Tag Archives: String.Join in Entity Framework
Using LINQ Group By and String.Join() / Aggregate() in Entity Framework 3.5
“Group By” in LINQ with “String.Join(), Aggregate()” Problem
First of all, if you ever need to use “Group By” in LINQ on Entity Framework (EF), and you want to use “String.Join()” to convert a LIST to a delimited string, you may bump into this error easily:
- “LINQ to Entities does not recognize the method ‘System.String Join(System.String, System.String[])’ method, and this method cannot be translated into a store expression. “
If you use “Aggregate()”, you will get another error message.
- LINQ to Entities does not recognize the method ‘System.String Aggregate[String](System.Collections.Generic.IEnumerable`1[System.String], System.Func`3[System.String,System.String,System.String])’ method, and this method cannot be translated into a store expression.
The most annoying part is, this works fine in LINQ-To-SQL, but not LINQ-To-Entity. After searching on the Internet, one of the solutions is to convert your object query using .ToList() and you can use String.Join(). Here is an example, Users and Roles are Entities in Data Context which are mapped as Many-To-Many (In relational database behind the scene, there are 3 tables).
For such data, we have:
jSmith Administrator
jSmith Users
We want to group them and display it in Grid:
jSmith Administrator, User
It is easy to do it in SQL and TSQL, however LINQ in Entity Framework, it is a little bit tricky.
1 2 3 4 5 6 7 8 9 10 11 12 13 14 15 16 17 | var result1 = (from a in users b in roles where (a.RoleCollection.Any(x => x.RoleId = b.RoleId)) group a by a.UserName into userGroup select new { UserName = userGroup.FirstOrDefault().UserName, RoleNames = userGroup.FirstOrDefault().RoleCollection.Select(x => x.RoleName) }); var result2 = (from a in result1.ToList() select new { UserName = a.UserName, RoleNames = String.Join(", ", a.RoleNames.ToArray()) }); |
The above code actually worked fine when it was binded to the Grid, “RoleNames” showed properly by separated with a delimiter, i.e. “Administrator, User”.
Performance Issue
When I looked at the code, at first I didn’t find anything wrong with it.

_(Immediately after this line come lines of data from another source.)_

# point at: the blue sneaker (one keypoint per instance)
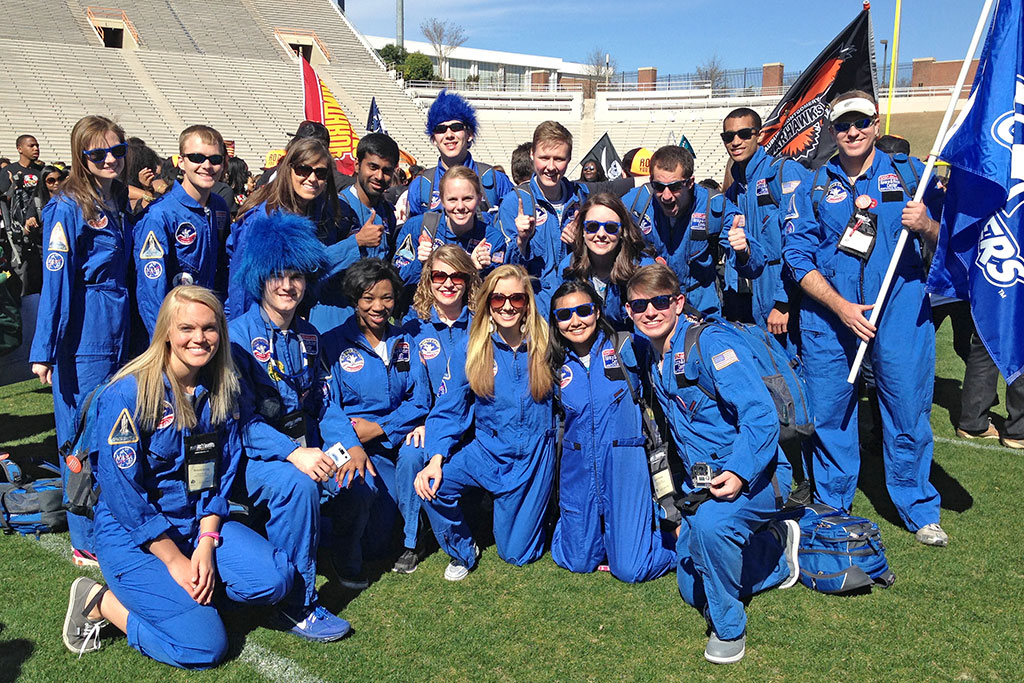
(318, 625)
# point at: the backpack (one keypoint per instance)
(780, 371)
(840, 553)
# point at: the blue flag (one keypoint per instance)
(374, 122)
(979, 254)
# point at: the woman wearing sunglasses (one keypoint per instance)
(82, 325)
(460, 223)
(604, 492)
(503, 392)
(303, 185)
(607, 250)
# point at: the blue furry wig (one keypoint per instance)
(451, 107)
(274, 243)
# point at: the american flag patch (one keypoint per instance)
(724, 359)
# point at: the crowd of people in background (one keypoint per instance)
(360, 364)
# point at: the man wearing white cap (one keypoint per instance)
(839, 239)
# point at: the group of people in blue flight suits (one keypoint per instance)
(271, 363)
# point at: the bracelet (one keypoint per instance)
(212, 535)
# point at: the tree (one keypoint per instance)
(713, 72)
(443, 37)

However when I threw 50,000 records on the Users table and ran the above code again, we got serious performance issue. It took so long for the page to load and everytime you flip to another page on the Grid, it took more than 20 seconds. That is totally not usable.
LINQ’s “Group By” does not directly translated into SQL’s “Group By”, they can be very expensive. Please refer to MSDN for details. Let’s take a look at the following by moving the LINQ group by to result2:
1 2 3 4 5 6 7 8 9 10 11 12 13 14 15 16 17 | var result1 = (from a in users b in roles where (a.RoleCollection.Any(x => x.RoleId = b.RoleId)) select new { UserName = a.UserName, RoleNames = b.RoleName) }); var result2 = (from a in result1.ToList() group a by a.UserName into userGroup select new { UserName = userGroup.FirstOrDefault().UserName, RoleNames = String.Join(", ", (userGroup.Select(x => x.RoleNames)).ToArray()) }); |
This time, it only took 2 seconds to flip through each page on the Gird, with the same 50,000 records. That’s a 10 times difference.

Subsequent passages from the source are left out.